The Minnesota congressman and liquor scion's bid for the Democratic nomination began against a backdrop of primary mayhem.

CONCORD, N.H. (CN) — Minnesota Congressman Dean Phillips made his campaign for the presidency official Friday morning in an interview with CBS News after filing to get his name on the ballot in New Hampshire’s primary. 

“I have to,” the 54-year-old Phillips said. “I will not sit still, I will not be quiet in the face of numbers that are so clearly saying we’re going to be facing an emergency next November.” 

Rumors of a possible Phillps campaign have been swirling for weeks, but the Minnesota Democrat, whose district encompasses several Minneapolis suburbs, seemed poised to back out earlier this month when he missed the deadline to appear on the ballot in Nevada’s primaries. The hints and whispers finally came to a head this week when Phillips campaign vehicles began appearing in Ohio and at the New Hampshire Secretary of State’s office. 

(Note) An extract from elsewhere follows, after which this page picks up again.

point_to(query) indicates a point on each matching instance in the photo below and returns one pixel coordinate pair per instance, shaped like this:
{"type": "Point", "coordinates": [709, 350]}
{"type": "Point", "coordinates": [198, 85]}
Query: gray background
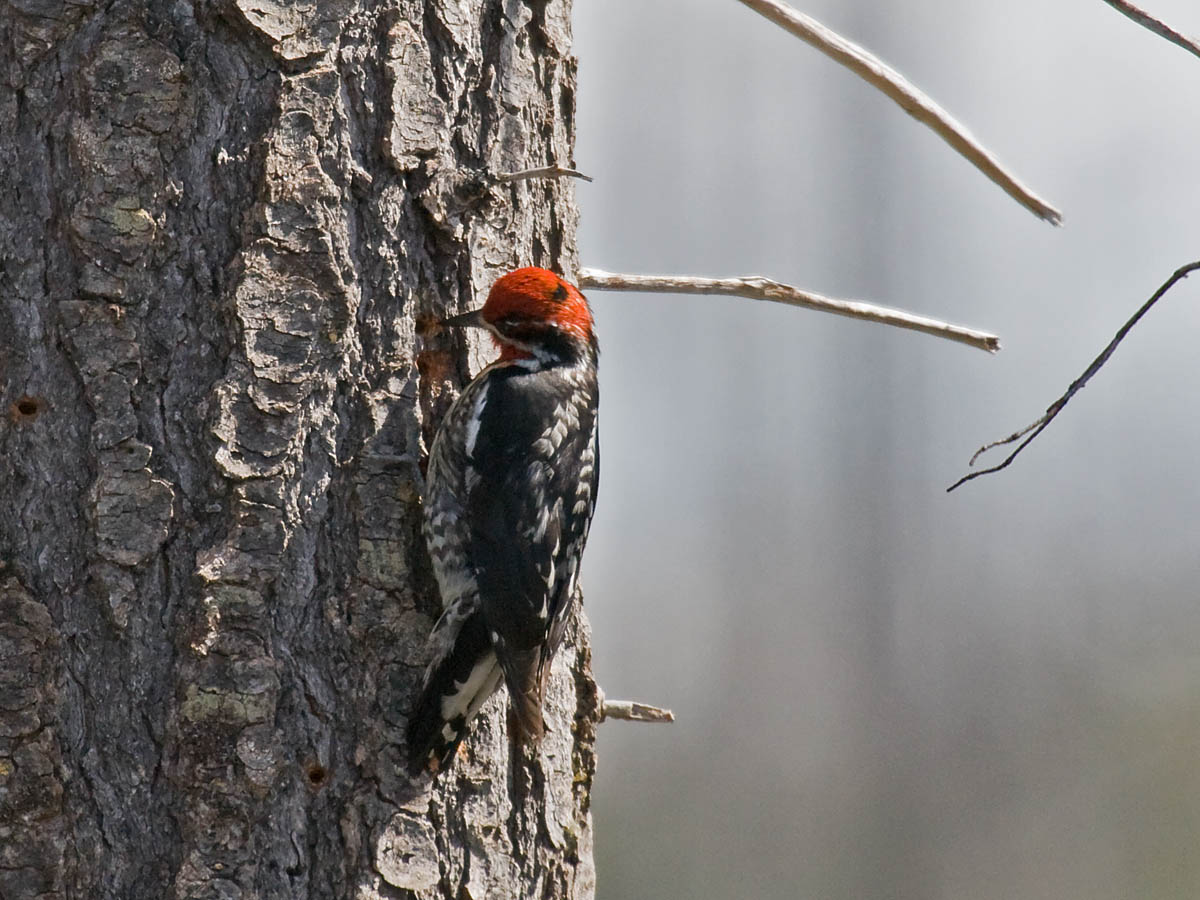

Phillips has stayed relatively cryptic on campaign issues. The congressman’s public statements leading up to his campaign announcement have been critical of the fact that incumbent Joe Biden remains the far-and-away leader in the Democratic race, but Phillips has stopped short of criticizing any of Biden’s policy stances directly. Rather, he has called repeatedly for the sitting president to “pass the torch” to other Democrats seeking the party’s nomination. 

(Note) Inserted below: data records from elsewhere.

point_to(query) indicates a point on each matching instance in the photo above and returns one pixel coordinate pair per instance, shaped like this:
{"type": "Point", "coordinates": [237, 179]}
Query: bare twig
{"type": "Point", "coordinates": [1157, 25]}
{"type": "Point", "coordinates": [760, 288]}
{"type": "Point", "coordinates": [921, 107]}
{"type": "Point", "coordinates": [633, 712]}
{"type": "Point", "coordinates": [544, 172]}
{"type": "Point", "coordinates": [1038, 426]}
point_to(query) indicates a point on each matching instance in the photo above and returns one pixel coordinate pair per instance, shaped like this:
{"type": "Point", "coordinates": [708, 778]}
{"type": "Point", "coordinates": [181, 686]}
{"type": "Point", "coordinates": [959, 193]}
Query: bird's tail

When stepping down from his House role as co-chair of the Democratic Policy and Communications Committee early in October, Philips said in a statement that his “convictions relative to the 2024 presidential race are incongruent with the majority of my caucus.”

He has pushed throughout the year for Democrats to “jump in” to the presidential race, particularly after the release of polling numbers showing Biden as unpopular among Democratic voters. 

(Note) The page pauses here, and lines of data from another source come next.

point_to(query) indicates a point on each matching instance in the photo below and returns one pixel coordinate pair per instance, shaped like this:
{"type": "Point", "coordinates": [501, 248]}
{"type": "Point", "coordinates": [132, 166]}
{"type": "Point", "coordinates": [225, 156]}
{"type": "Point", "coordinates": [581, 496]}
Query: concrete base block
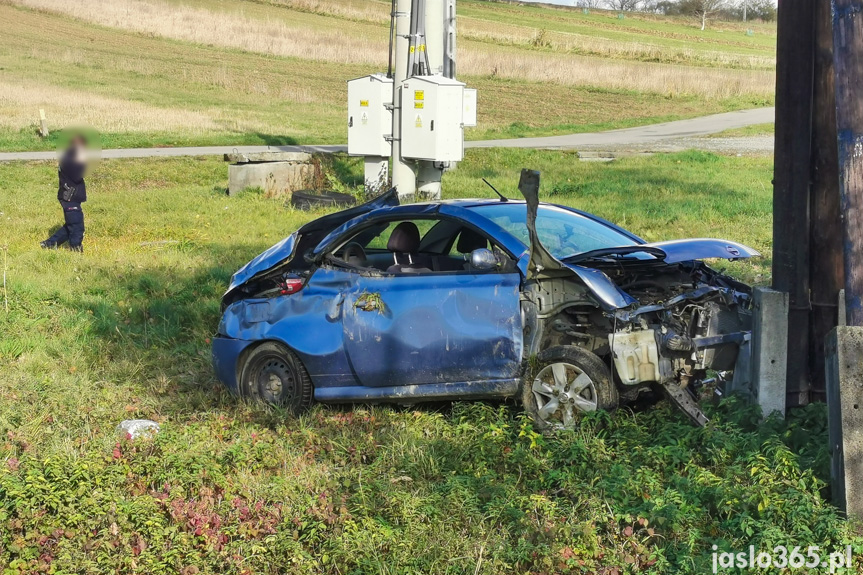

Phillips, a political moderate, heir to the Phillips Distilling Company and one of the wealthiest members of Congress, first entered politics in 2018 by wrestling Minnesota’s Third Congressional District away from Republican Eric Paulsen. That win made him the first Democrat to represent the deep-red district in 60 years, part of a suburban blue wave which saw Minnesota’s Democratic Farmer Labor party pick up big wins in once-strong Republican suburbs while losing ground in its industrial power bases in the state’s northern reaches. 

Phillips’ bid for the presidency has not been popular with prominent Democrats back home. Democratic governor Tim Walz dismissed press questions about Phillips Thursday, saying that the party was “going to have our nominee in President Biden, and that will get done and we'll move on.”

Democratic Farmer Labor party chair Ken Martin also expressed dismay about Phillips’ campaign to the Minneapolis Star Tribune, calling it “hopeless.” 

Phillips is also facing a primary challenge back home from Ron Harris, a onetime City of Minneapolis employee who is seeking to become the Third District's first representative of color.

Phillips’ decision to file in New Hampshire but skip Nevada, along with a continued silence on whether he will file in South Carolina by that state’s Nov. 10 deadline, adds yet another quixotic angle to his campaign. New Hampshire’s upcoming primary will not be recognized by the Democratic National Committee, thanks to an ongoing spat between the state and the national party over its longtime status as an early campaign stop. 

Democrats, Biden included, have pushed for states with greater Black and Latino populations to be moved to the top of the primary calendar, culminating in a plan to make South Carolina’s primary the party’s first. Republican New Hampshire election officials, however, have refused to adjust the state’s election plans. As a result, the Democratic National Committee has not placed the primary on its official calendar, and Biden’s campaign announced this week that the president won’t be on the state’s primary ballot. 

Phillips will instead be competing primarily against fellow long-shot candidate Marianne Williamson, an author, spiritual adviser and perennial candidate from California. Twelve other Democrats have also filed to appear on the ballot, and Biden may still make a showing in write-in votes.